Prove equal cardinality between two sets?

Question

I'm preparing for a discrete math course in September and I'm trying to study on my own this summer. I've run into a bit of trouble with a practice problem I found online and can't really figure it out on my own.

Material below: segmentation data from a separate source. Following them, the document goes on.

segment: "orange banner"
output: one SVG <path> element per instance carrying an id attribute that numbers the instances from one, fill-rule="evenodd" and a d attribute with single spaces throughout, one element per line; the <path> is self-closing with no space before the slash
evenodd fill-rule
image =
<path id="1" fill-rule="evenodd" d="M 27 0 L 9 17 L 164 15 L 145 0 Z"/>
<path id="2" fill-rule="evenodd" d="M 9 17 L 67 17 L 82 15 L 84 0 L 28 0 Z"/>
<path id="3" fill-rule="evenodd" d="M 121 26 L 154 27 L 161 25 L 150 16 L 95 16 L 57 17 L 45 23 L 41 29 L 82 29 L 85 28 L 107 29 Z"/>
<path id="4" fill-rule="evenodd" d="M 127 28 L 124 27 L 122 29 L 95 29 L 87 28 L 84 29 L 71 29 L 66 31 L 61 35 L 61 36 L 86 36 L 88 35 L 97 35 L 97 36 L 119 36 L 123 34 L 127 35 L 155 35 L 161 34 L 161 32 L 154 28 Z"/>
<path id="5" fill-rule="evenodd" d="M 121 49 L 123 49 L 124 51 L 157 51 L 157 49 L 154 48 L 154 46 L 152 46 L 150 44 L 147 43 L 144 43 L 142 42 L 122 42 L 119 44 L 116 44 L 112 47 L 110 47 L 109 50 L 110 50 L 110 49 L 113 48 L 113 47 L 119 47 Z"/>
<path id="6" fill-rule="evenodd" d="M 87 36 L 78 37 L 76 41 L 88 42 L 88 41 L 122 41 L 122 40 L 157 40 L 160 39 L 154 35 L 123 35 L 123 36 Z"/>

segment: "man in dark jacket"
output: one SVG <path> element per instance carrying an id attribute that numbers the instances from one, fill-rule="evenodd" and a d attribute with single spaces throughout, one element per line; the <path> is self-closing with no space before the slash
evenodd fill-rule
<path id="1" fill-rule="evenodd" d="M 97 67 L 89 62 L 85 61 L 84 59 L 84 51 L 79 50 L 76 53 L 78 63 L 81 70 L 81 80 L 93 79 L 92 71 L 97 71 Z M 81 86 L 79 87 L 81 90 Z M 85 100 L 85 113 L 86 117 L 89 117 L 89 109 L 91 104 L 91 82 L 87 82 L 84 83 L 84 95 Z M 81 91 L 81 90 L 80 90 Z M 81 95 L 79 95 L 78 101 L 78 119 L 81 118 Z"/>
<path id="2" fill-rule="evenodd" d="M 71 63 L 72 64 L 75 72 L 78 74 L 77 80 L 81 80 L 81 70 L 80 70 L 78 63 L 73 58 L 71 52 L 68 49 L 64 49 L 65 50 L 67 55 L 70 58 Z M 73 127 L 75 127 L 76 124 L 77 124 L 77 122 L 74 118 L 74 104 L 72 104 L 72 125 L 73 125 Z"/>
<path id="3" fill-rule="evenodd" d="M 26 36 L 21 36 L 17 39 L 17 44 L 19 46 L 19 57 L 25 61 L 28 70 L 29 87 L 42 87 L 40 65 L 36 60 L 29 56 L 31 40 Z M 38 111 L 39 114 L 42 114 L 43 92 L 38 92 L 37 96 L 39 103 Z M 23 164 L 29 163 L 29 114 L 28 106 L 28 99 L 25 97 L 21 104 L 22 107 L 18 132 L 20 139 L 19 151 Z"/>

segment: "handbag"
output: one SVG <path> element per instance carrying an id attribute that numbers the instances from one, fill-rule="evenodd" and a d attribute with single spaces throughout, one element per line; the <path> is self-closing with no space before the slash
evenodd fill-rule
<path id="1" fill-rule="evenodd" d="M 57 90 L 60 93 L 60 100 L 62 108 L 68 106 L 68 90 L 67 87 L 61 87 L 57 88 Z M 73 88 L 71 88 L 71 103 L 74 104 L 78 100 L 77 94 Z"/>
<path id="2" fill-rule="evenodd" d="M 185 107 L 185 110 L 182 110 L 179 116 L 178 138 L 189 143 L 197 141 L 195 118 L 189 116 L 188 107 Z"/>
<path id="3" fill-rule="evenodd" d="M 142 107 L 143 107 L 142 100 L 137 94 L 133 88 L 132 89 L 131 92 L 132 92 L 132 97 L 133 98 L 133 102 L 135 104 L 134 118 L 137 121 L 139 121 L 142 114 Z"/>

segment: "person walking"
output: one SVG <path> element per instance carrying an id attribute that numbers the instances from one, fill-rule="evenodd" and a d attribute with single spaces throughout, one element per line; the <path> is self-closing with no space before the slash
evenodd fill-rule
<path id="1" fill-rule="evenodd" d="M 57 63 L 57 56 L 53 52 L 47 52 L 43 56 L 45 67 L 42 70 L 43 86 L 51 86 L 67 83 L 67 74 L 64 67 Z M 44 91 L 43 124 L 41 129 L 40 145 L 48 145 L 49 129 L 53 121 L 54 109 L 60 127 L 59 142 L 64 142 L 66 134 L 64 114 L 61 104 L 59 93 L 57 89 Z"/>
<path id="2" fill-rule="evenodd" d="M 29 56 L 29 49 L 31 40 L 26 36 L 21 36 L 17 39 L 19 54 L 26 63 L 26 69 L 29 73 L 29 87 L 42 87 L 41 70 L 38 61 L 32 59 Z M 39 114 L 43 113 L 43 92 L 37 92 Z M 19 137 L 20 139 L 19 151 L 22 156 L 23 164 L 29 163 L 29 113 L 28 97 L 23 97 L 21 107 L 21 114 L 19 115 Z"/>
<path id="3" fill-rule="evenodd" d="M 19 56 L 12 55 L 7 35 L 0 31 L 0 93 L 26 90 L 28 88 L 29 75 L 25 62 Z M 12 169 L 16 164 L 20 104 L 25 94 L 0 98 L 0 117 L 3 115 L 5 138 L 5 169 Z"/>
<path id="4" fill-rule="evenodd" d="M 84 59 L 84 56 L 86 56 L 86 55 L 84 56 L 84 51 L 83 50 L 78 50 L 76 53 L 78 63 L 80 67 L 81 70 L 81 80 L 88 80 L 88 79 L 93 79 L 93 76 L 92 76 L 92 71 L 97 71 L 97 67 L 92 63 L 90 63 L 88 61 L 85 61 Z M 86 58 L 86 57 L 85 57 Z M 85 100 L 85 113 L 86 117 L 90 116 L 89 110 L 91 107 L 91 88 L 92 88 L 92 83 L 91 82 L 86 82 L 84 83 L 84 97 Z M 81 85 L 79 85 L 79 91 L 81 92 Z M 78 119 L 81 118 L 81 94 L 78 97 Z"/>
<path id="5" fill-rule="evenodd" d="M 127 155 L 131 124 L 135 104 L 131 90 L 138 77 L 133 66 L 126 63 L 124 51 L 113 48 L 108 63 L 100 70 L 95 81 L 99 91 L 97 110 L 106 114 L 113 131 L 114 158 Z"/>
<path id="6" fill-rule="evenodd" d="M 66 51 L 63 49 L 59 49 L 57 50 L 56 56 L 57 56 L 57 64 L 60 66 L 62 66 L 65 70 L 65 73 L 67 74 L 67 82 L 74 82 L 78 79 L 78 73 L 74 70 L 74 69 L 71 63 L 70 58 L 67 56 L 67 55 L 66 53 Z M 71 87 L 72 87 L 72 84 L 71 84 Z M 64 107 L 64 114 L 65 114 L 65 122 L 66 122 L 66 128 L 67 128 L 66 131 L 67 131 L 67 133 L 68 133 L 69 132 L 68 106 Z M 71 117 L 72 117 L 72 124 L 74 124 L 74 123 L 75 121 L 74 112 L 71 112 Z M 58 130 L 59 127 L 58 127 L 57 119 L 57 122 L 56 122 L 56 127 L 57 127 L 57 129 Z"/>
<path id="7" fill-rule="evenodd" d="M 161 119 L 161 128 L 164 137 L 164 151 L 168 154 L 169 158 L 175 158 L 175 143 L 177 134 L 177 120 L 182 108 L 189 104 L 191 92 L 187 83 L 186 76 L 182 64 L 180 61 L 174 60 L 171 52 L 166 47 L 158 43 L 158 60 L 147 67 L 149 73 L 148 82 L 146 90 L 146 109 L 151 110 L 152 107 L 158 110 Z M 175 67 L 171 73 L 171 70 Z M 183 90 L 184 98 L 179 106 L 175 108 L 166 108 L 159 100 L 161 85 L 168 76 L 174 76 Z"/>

Let A = set of all integers with 2 as a factor

Let B = set of all integers with 3 as a factor

Prove |A| = |B|

I understand that I have to prove a 1-1 correspondence by finding a function that maps A to B and proving bijectivity. But, I'm not sure how to find this function?

Answer 1

Hint: write simply

$$A=2\Bbb Z:=\{...-4,-2,0,2,4,...,2m,...\}\;,\;\;B=3\Bbb Z=\{...-3,0,3,6,...,3m,...\}$$

Can you guess now a nice bijection between the above sets?

Answer 2

Another idea :

Take the function $\Phi$ defined by $\Phi(2^n 3^m q) = 2^m 3^n q$ (where $q$ is not dividible by $2$ or $3$) and show that it's a bijection $\Bbb N^* \to \Bbb N^*$

Then it's easy to see that the set of multiple of $2$ is in bijection with the set of multiples of $3$

Answer 3

Define $f:A\rightarrow B$ by $f(n)=\frac{3}{2}n$. This is well defined and injective. Its inverse is also clearly injective. So this defines a bijection.